Conversation & Generation

All functions documented on this page are safe to call from the main/UI thread; callbacks run on the main thread unless explicitly noted. The API surface is identical across iOS, macOS, Android, JVM, and Kotlin/Native — only the language and a handful of platform conventions differ.

`ModelRunner`

A ModelRunner represents a loaded model instance. Obtain one via:

Android (recommended): LeapModelDownloader.loadModel(...) / loadSimpleModel(...) — one-shot load that transparently routes through the optional Leap Model Service when installed, and adds WorkManager-backed background download staging on top.
iOS / macOS (recommended): ModelDownloader.loadModel(...) / loadSimpleModel(...) — one-shot load that routes file transfers through URLSession. Pass sessionConfiguration: .background(withIdentifier:) for downloads that survive app suspension. (Class ships in the LeapModelDownloader SPM library product.)
All platforms (iOS, Android, JVM, Linux native, Windows native, macOS Kotlin): LeapDownloader.loadModel(...) / loadSimpleModel(...) — the cross-platform manifest loader, with no platform-native background integration. Used directly on JVM/native and as the underlying loader inside both the iOS ModelDownloader and Android LeapModelDownloader.
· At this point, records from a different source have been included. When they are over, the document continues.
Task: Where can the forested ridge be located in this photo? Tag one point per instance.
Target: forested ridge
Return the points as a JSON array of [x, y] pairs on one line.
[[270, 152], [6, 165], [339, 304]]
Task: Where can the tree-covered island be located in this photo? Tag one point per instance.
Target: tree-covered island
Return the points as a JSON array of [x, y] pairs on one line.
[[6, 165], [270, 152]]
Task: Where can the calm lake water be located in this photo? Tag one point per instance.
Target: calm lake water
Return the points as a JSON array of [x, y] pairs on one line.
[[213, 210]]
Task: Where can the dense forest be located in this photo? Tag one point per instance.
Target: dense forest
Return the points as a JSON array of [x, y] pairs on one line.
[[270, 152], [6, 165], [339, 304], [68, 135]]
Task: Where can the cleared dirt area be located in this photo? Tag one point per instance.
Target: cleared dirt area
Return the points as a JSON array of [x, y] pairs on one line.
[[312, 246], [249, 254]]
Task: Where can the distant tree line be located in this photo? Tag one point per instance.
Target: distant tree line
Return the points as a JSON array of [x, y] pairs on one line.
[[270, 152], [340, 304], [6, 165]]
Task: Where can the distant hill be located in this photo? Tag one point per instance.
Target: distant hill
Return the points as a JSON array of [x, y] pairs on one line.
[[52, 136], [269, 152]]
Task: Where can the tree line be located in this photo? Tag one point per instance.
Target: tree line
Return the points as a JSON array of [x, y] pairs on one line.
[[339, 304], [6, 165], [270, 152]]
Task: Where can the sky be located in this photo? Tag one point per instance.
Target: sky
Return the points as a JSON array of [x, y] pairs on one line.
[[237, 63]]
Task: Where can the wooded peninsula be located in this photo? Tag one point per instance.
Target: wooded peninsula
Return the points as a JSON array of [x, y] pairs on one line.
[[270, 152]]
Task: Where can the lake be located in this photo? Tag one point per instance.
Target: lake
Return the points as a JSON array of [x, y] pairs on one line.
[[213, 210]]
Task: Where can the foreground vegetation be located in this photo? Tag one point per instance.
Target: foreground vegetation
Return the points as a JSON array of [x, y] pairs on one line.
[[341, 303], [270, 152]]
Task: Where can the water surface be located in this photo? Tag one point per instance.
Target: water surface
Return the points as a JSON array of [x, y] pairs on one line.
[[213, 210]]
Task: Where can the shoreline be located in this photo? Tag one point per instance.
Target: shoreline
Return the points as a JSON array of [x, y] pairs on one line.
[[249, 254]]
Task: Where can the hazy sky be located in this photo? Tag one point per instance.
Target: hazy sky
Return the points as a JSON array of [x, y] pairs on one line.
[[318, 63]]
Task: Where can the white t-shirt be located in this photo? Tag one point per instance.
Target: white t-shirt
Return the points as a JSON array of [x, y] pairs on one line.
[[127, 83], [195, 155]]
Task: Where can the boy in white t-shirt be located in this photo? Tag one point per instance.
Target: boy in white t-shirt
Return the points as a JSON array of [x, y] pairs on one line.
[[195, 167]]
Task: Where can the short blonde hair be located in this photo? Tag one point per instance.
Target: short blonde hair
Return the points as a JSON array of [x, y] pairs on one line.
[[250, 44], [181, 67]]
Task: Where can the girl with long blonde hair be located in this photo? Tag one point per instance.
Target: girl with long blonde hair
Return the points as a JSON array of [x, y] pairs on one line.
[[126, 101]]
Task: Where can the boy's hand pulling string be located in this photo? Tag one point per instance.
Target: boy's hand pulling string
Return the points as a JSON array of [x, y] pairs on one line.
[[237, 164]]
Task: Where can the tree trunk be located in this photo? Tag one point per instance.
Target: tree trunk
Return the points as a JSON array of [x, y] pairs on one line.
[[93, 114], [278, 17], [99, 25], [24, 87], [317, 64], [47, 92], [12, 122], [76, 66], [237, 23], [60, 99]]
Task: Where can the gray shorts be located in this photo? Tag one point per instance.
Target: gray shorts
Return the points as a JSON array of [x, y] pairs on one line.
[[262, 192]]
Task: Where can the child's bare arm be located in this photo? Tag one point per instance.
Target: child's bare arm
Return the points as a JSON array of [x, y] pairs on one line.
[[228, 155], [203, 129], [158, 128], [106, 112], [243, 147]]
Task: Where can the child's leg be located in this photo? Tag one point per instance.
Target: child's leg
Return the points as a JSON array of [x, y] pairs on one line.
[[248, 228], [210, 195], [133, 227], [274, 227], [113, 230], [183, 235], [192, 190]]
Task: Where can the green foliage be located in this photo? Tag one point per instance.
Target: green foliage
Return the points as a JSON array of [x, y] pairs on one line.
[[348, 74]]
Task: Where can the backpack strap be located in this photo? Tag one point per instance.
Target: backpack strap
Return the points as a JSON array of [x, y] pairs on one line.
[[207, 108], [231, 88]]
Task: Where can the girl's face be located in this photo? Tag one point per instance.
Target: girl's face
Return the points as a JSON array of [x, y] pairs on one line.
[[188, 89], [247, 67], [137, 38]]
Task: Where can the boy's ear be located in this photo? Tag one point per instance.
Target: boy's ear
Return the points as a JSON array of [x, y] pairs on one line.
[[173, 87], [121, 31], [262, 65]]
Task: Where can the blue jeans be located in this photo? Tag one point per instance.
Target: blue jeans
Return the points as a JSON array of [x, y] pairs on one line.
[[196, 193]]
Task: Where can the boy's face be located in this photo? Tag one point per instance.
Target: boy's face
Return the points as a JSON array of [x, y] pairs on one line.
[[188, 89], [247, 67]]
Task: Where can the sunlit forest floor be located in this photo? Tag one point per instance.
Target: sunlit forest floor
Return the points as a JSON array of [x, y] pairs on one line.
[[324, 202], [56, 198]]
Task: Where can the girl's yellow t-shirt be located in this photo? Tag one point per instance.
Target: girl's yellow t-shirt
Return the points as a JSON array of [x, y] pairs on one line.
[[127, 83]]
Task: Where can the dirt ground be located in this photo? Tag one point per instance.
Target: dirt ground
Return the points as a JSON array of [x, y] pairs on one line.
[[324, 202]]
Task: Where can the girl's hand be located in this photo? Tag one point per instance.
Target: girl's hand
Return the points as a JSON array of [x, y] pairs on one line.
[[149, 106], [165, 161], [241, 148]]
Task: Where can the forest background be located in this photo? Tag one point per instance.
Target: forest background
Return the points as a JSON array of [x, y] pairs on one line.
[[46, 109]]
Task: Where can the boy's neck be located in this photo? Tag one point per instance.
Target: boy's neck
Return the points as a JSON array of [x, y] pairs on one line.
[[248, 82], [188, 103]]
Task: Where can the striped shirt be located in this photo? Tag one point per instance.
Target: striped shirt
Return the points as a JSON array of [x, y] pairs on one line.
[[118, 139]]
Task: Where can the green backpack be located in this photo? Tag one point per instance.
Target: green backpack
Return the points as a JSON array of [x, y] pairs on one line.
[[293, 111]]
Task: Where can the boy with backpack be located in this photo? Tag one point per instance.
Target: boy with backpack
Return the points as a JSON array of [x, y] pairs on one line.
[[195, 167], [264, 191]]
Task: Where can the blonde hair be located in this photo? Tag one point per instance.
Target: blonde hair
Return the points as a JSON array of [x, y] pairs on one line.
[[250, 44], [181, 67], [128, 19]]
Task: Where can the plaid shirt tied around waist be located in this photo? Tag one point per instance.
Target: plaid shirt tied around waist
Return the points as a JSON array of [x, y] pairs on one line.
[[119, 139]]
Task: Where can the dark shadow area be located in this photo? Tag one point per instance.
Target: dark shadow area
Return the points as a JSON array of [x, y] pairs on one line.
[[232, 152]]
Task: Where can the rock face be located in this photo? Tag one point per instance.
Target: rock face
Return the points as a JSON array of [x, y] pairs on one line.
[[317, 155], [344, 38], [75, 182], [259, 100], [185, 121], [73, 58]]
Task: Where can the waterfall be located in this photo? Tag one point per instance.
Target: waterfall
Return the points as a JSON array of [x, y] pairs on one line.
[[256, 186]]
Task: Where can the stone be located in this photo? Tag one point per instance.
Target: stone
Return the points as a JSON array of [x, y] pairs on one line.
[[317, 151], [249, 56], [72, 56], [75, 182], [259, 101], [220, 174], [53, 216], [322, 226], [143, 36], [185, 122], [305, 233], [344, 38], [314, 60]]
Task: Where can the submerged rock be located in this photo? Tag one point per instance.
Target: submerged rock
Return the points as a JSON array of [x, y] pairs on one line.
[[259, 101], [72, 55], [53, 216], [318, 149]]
Hold a strong reference for as long as you need to perform generations, then call unload() to release native resources. See Model Loading for full reference.

Swift (iOS / macOS)
Kotlin (all platforms)

public protocol ModelRunner {
  func createConversation(systemPrompt: String?) -> Conversation
  func createConversationFromHistory(history: [ChatMessage]) -> Conversation
  func unload() async
  func getPromptTokensSize(messages: [ChatMessage], addBosToken: Bool) async -> Int
  var modelId: String { get }
}

interface ModelRunner {
  val modelId: String
  fun createConversation(systemPrompt: String? = null): Conversation
  fun createConversationFromHistory(history: List<ChatMessage>): Conversation
  suspend fun unload()
  suspend fun getPromptTokensSize(messages: List<ChatMessage>, addBosToken: Boolean = true): Int
}

getPromptTokensSize(messages:, addBosToken:) returns the prompt token count for a hypothetical generation against messages — useful for context-budget checks before a request lands.

Lifecycle

Use createConversation(systemPrompt:) for a fresh chat, or createConversationFromHistory(history:) to resume from persisted state.
Call unload() when you’re done. On iOS this is async; on Kotlin it’s a suspend function — both release native memory.
If the model runner is unloaded, any conversation it created becomes read-only.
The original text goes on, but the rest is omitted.